Thankfully, the server picks that moment to come and take our orders. As expected, my mother orders the most expensive steak on the menu. I opt for a steak salad, which apparently was the wrong choice from the scoff coming from my mother.

“What’s wrong with salad?” I ask her once the server is out of earshot.

“Trying to be skinny for your current fling while being chunky when you were with the man you cheated on is absurd.”

I’m not chunky. Never have been. Even if I was, fuck changing how I look for a man.

Wait…

“Cheated? I never cheated on anyone.” Now it’s my turn to scowl. First, she’s telling me to go back to the man who abused me, now she’s saying I cheated on him? What the fuck?

She just scoffs again before placing the cloth napkin on her lap.

“Did you ask me here to see if Dad talks to me and accuse me of cheating on my abuser? Because if that’s the case, I’m going to be leaving.” I push my chair back and go to stand. Before my butt is even off the seat, she’s throwing a magazine at me.

Right on the cover is a picture of Brad and me in college. His arm is around my shoulder, and I’m smiling up at him. My hair is down and straightened because that’s how he liked it. His eyes are directly on the camera. I don’t know how I didn’t notice the coldness in his baby blues back then, but it’s obvious now. Brad has those all-American good looks with his blond hair and blue eyes. He’s attractive, and this picture was picked perfectly to highlight that.

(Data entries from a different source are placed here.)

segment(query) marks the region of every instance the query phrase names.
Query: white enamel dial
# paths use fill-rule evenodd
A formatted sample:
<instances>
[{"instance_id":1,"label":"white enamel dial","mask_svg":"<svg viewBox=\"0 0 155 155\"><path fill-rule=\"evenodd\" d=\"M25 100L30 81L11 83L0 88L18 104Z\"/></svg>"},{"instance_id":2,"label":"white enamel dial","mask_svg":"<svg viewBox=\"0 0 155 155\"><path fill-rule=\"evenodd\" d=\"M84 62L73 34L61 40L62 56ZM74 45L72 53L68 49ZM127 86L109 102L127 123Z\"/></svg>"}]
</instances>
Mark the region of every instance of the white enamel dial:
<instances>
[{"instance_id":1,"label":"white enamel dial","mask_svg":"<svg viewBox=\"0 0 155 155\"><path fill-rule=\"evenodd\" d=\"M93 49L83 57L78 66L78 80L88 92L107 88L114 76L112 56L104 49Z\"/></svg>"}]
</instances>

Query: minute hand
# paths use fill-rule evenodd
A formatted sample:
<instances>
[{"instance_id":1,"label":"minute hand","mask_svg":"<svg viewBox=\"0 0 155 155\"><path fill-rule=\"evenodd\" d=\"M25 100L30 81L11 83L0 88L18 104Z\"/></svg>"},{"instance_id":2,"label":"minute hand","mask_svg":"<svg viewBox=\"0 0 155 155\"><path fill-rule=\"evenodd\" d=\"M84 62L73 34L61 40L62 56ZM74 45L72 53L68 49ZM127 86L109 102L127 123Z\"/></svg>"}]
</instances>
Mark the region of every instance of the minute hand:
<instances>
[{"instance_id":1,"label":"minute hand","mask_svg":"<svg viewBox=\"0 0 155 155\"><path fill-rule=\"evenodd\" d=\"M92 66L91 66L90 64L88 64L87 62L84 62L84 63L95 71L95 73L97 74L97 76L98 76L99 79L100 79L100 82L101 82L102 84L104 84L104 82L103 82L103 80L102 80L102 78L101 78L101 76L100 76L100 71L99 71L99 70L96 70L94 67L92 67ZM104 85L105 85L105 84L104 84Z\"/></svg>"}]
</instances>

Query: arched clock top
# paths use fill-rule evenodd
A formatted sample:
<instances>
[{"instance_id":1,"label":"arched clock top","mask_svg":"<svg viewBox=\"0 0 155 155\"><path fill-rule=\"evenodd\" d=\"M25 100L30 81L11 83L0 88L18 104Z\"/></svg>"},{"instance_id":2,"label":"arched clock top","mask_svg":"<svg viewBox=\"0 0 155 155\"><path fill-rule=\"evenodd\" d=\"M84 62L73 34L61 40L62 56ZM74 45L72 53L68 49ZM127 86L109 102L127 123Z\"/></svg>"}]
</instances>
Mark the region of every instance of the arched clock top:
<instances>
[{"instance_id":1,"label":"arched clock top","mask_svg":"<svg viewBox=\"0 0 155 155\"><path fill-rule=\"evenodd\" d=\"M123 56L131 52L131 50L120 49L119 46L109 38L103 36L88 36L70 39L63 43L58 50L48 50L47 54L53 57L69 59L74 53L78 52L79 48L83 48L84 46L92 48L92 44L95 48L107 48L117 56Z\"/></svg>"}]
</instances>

“Shattered Halo’s Cheating Angel,” I read the title out loud. It’s not even a good title. Not that I expect much from these garbage people calling themselves reporters. I know what they’re doing. They picked a picture of Brad, front and center, where you can barely even see me, to garner sympathy for the handsome man who was wronged. It’s such a typical story and it always works. It might work on me if I wasn’t so over all this and ready for Brad to be out of my life for good.

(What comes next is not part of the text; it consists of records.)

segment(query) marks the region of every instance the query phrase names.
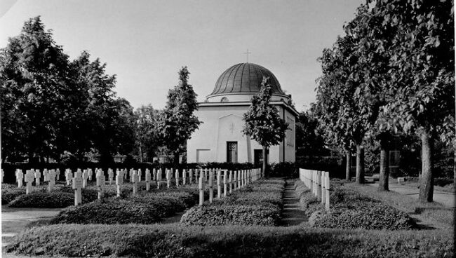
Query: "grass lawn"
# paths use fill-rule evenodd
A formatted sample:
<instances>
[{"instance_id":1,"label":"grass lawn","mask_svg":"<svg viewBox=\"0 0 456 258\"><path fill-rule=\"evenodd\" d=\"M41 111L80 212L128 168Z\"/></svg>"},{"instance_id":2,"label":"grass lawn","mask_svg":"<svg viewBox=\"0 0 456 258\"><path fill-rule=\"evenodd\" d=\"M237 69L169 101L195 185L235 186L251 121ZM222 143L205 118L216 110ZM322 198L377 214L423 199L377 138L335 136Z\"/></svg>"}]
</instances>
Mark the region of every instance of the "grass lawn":
<instances>
[{"instance_id":1,"label":"grass lawn","mask_svg":"<svg viewBox=\"0 0 456 258\"><path fill-rule=\"evenodd\" d=\"M452 233L437 230L58 224L22 233L6 251L68 257L450 257L453 247Z\"/></svg>"}]
</instances>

“You stepped out on Bradley and he’s generous enough to forgive you. Yet you’re gallivanting around with that Irons boy and playing rockstar with your brother,” my mother says, looking at me through her cold, calculating eyes. Eyes that are the same dark blue as mine, but so much more piercing.

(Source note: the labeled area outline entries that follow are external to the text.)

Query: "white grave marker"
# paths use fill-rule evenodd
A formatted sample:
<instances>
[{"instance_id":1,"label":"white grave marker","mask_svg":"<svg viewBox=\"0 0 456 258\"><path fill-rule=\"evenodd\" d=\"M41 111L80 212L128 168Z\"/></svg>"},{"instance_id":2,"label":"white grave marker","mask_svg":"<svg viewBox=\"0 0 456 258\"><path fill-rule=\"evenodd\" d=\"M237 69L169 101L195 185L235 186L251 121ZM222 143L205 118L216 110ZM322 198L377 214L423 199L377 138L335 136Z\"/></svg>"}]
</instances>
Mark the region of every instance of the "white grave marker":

I pushed back on the self-doubt that I’ve been working so hard on. My mother has a way of bringing it rushing to the surface. Like maybe she wants me to break.

“I left him because he put his hands on me. Because he manipulated me into giving up family and friendships,” I say as calmly as I can, trying not to cause a scene in the middle of a restaurant. “And not that it’s any of your business, but Kai and I didn’t start dating until two months after I left Brad.”